The Sun is the driving force behind our planet's existence and the largest object in our solar system. Its gravitational pull keeps everything from spinning into the cosmos and its solar energy powers life on Earth. Although we know a lot about the Sun, there are still misconceptions. Here are five myths that you might have heard about the Sun.
Myth: Earth is closest to the Sun in summer
It's easy to see why this myth about the Sun originated. The Sun is hot, summer is the warmest season, and the closer you get to a warm object, the hotter it feels. However, when the Northern Hemisphere experiences summer, it is actually at its farthest point away from the Sun.
This is because Earth’s orbit is elliptical — although only slightly. While Earth is slightly farther away from the sun in summer, this distance is negligible due its tilt. Summer occurs when a portion of the Earth is tilted towards the Sun. This increases the amount of sunlight the area gets and extends the length of the days, which leads to a temperature increase. This is also why areas closer to the equator experience fewer seasonal weather shifts since their tilt changes less.

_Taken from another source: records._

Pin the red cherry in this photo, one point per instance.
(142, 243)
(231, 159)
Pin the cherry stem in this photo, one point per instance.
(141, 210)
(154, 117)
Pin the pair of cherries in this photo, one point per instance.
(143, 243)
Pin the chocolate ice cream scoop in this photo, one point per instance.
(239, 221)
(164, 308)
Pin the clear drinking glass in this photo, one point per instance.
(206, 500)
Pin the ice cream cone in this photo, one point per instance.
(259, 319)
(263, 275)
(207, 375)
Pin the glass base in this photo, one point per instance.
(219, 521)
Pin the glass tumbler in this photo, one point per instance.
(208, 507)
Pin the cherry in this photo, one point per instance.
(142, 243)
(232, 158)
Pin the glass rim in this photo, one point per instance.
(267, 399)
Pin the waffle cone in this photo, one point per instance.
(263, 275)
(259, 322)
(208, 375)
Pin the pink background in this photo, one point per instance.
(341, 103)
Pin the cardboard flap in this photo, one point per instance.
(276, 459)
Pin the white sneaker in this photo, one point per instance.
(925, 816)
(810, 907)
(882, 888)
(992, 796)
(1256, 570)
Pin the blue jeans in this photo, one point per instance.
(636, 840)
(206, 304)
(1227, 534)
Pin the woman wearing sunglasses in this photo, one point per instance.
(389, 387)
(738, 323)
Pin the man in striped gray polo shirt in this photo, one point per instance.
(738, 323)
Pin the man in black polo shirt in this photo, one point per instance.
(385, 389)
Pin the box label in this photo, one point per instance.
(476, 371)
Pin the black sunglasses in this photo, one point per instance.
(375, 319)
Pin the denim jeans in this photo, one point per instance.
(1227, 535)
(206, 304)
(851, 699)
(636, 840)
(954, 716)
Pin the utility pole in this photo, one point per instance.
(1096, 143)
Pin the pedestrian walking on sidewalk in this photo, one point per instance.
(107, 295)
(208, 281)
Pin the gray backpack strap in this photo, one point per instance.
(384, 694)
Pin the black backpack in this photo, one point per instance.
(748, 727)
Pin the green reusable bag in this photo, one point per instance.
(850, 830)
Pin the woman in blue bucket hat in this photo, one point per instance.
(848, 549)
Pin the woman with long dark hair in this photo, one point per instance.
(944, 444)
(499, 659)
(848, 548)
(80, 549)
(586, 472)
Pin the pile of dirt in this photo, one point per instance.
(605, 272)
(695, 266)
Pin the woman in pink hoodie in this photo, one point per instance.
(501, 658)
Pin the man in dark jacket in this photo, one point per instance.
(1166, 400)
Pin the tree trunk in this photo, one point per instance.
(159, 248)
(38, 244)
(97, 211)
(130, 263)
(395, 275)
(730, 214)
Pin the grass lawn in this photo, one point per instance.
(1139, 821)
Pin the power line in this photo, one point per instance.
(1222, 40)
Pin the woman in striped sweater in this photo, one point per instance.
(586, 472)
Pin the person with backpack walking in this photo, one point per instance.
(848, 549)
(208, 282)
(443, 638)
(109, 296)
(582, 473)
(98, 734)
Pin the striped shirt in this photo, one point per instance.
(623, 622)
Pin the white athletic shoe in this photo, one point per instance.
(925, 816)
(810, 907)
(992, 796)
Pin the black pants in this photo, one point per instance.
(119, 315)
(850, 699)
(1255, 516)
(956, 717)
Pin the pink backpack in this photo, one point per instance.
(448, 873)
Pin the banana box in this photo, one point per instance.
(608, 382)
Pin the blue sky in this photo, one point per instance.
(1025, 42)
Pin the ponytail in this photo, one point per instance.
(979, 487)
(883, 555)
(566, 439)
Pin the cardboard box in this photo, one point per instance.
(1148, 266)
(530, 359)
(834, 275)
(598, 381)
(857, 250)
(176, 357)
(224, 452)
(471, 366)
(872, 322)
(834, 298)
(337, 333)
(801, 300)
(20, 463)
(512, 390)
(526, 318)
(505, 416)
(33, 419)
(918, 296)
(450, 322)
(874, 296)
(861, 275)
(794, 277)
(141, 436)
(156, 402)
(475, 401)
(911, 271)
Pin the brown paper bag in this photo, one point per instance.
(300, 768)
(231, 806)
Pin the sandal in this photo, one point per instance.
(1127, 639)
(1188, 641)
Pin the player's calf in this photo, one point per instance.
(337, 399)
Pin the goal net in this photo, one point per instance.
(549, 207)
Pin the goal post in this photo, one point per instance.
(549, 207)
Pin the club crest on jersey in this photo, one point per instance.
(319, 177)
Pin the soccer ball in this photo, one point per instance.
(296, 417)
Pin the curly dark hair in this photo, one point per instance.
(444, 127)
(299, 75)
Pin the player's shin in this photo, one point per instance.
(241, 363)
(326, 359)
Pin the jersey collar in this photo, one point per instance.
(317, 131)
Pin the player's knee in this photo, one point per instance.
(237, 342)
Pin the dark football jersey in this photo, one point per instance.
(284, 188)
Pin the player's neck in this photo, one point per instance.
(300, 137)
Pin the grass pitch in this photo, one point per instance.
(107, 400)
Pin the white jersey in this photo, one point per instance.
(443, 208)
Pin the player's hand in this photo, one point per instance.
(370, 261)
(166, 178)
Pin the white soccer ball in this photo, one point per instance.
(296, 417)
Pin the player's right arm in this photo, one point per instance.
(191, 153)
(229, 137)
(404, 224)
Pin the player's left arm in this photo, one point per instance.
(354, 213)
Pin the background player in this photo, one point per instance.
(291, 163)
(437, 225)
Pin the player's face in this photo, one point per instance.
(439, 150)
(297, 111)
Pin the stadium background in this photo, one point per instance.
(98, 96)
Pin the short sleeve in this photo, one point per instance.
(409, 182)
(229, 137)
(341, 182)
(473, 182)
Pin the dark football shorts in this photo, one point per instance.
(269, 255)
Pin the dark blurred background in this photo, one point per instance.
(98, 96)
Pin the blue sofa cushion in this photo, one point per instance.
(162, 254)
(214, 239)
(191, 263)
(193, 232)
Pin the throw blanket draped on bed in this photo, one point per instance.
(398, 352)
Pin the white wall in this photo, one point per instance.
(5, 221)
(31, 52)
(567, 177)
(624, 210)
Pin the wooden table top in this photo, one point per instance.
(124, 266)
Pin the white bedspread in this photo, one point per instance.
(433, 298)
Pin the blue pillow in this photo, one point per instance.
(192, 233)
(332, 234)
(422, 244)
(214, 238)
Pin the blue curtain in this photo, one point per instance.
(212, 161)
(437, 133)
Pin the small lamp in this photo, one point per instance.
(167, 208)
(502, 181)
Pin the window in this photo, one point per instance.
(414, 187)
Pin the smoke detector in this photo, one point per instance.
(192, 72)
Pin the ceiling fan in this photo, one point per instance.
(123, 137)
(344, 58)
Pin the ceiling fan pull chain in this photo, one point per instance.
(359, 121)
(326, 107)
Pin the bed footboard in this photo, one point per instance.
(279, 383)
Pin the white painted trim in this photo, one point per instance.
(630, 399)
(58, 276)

Myth: It's the color yellow
You might not have heard this myth, but it's still easy to assume! On a clear day, the Sun is a distinct yellow object in the sky. However, if you observe the Sun at sunrise or sunset, you'll witness it undergo a variety of color changes from orange to sometimes even purple. This is because the Sun is not any of these colors. It emits a clear, white light that is altered by the atmosphere of Earth. The Sun emits light at different wavelengths that are scattered by the atmosphere. The ones that remain combine to become the yellow Sun that we recognize.
Myth: It doesn’t rotate
Outside of its daily journey from one horizon to the next, which we now know is caused by the rotation of the Earth, the Sun can appear to be a static object. Some have even inferred that it does not rotate but rather sits still at the center of the solar system. However, this isn't the case — the Sun does in fact rotate around an invisible axis. This was one of Galileo’s most important discoveries. Using a specialized telescope, the great astronomer was able to determine that the sunspots he observed were moving at a predictable rate that proved the rotation of the Sun.
Myth: Sunspots are cold spots on the Sun
This myth has an element of truth to it in that sunspots are colder than the areas around them. However, they are not cold. The average surface of the Sun is 5,500 degrees Celsius, whereas sunspots are only 3,500 degrees Celsius. While there is a significant difference here, sunspots can still melt most solid objects.
Myth: Solar wind and coronal mass ejections can knock satellites out of orbit
The Sun consistently emits energy into space and it is this energy that makes life possible. However, it occasionally ejects more powerful bursts of energy in the form of solar wind and coronal mass ejections. While these events do send electromagnetic forces into the solar system that can wreak havoc on electronics, the actual physical pressure does not reach Earth. Although an extreme coronal mass ejection might take a satellite out of commission, it will still be in orbit.